In the porter's speech in Macbeth Act 2, scene 3 (lines 11-38): a) Why is the character saying it? b) What do these lines reveal about the Porter? c) What significant imagery, metaphor,...
In the porter's speech in Macbeth Act 2, scene 3 (lines 11-38):
a) Why is the character saying it?
b) What do these lines reveal about the Porter?
c) What significant imagery, metaphor, symbolism, or poetry is there?
Thank you. It's for my Final and I need to understand the text.
In Act II, scene iii, the porter in Macbeth enters the scene in response to a knocking at the entrance to Macbeth's castle. He is Macbeth's gatekeeper and it is ironic that he should imagine that he is actually the porter at "hell-gate" (2), in other words at the entrance to Hell itself. The reader is able to reflect on the truth of his words because of Duncan's murder which the characters do not yet know about. The dramatic scene which precedes the Porter's appearance has time to be absorbed. The reader now knows that Macbeth is deeply affected by what he has done but Lady Macbeth has no remorse and is happy to wash her hands to "clear us of this deed" (II.ii.67). The audience has no idea that the roles will be reversed and that Macbeth has only just started. The audience feels able to relax after the tension of the preceding scene and the porter's comic scene ensures that a more relaxed audience will be all the more shocked by Macbeth's transformed character. The Porter's words foreshadow the tragic events that follow which at this stage not even the audience knows.
a) Line 11 starts with "Who's there? Faith, here's an English tailor..." The porter is warning the audience that seemingly harmless words and actions can mean far more than they first appear to and that those in respected professions (such as a tailor) who "go the primrose way" (20) may still find themselves in hell. Pretty things like primroses only give the appearance of goodness and do in fact hide the evil beneath.
b) The porter makes little real sense blaming drink for his babbling. Just as the porter reveals what drink provokes, he adds that "it provokes the desire, but it takes away the performance" (28). Macbeth will prove that the desire to be king which the witches provoke in him prevents him from rising to the task of being all that is good, noble and deserving; his "vaulting ambition" (I.vii.27) prevents Macbeth's own "performance." The porter therefore reinforces the irrational decision made by Macbeth and Lady Macbeth who appear to be noble and worthy. This reveals that the porter is far more intuitive than he may appear.
c) The porter does not have the education to speak in eloquent verse and the prose style is indicative of this. However, his words are full of symbolism as he effectively compares Macbeth's castle to hell itself. He rambles on about irrelevant infractions committed by, for example, an English tailor who has been caught out and will find himself at the gates to hell.
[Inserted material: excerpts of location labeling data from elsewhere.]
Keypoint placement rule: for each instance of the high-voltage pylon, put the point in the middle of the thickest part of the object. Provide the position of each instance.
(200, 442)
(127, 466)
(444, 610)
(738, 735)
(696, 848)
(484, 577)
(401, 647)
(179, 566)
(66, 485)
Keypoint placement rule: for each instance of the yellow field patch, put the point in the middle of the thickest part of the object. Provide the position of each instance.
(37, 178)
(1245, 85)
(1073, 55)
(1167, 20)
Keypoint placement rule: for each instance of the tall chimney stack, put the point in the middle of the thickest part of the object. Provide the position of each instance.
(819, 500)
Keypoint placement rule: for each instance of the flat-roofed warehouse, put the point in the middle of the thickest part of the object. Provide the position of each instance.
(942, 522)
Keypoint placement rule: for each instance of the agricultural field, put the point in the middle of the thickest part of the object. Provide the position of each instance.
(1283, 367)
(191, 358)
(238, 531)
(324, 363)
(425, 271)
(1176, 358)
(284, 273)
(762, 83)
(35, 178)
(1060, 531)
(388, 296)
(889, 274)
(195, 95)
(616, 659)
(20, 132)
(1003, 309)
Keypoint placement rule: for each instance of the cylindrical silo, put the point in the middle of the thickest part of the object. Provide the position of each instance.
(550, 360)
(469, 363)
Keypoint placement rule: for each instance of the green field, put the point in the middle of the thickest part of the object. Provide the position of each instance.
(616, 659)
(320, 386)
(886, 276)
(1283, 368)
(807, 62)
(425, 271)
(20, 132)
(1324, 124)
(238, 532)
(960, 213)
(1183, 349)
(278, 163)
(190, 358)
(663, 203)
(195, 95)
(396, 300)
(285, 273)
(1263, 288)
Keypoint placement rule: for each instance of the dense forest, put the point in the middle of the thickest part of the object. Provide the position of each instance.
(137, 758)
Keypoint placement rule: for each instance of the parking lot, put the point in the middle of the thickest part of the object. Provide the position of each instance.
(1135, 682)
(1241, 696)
He continues on, suggesting that in hell the tailor can continue his trade. "Roast your goose" (12) implies that the tailor can heat up his flat iron but its significance goes far beyond that; the audience begins to see that this hell he describes could easily be any place on earth because it is not that different. It may be right in front of them and, in fact, it is.
Lines 36 to 38 are particularly poignant as the porter, a simple man, recognizes that he must defeat drink or it will have the better of him. He admits that "he took up my legs sometime" and Shakespeare uses personification here to reveal how powerful the urges to succumb (to drink) are for the porter, yet he "made a shift to cast him" meaning that the porter, despite his weaknesses, recognizes that the images that drink creates are nothing more than a "lie." Unfortunately, Macbeth's realization comes too late. He has sold his soul to that very devil the porter alludes to.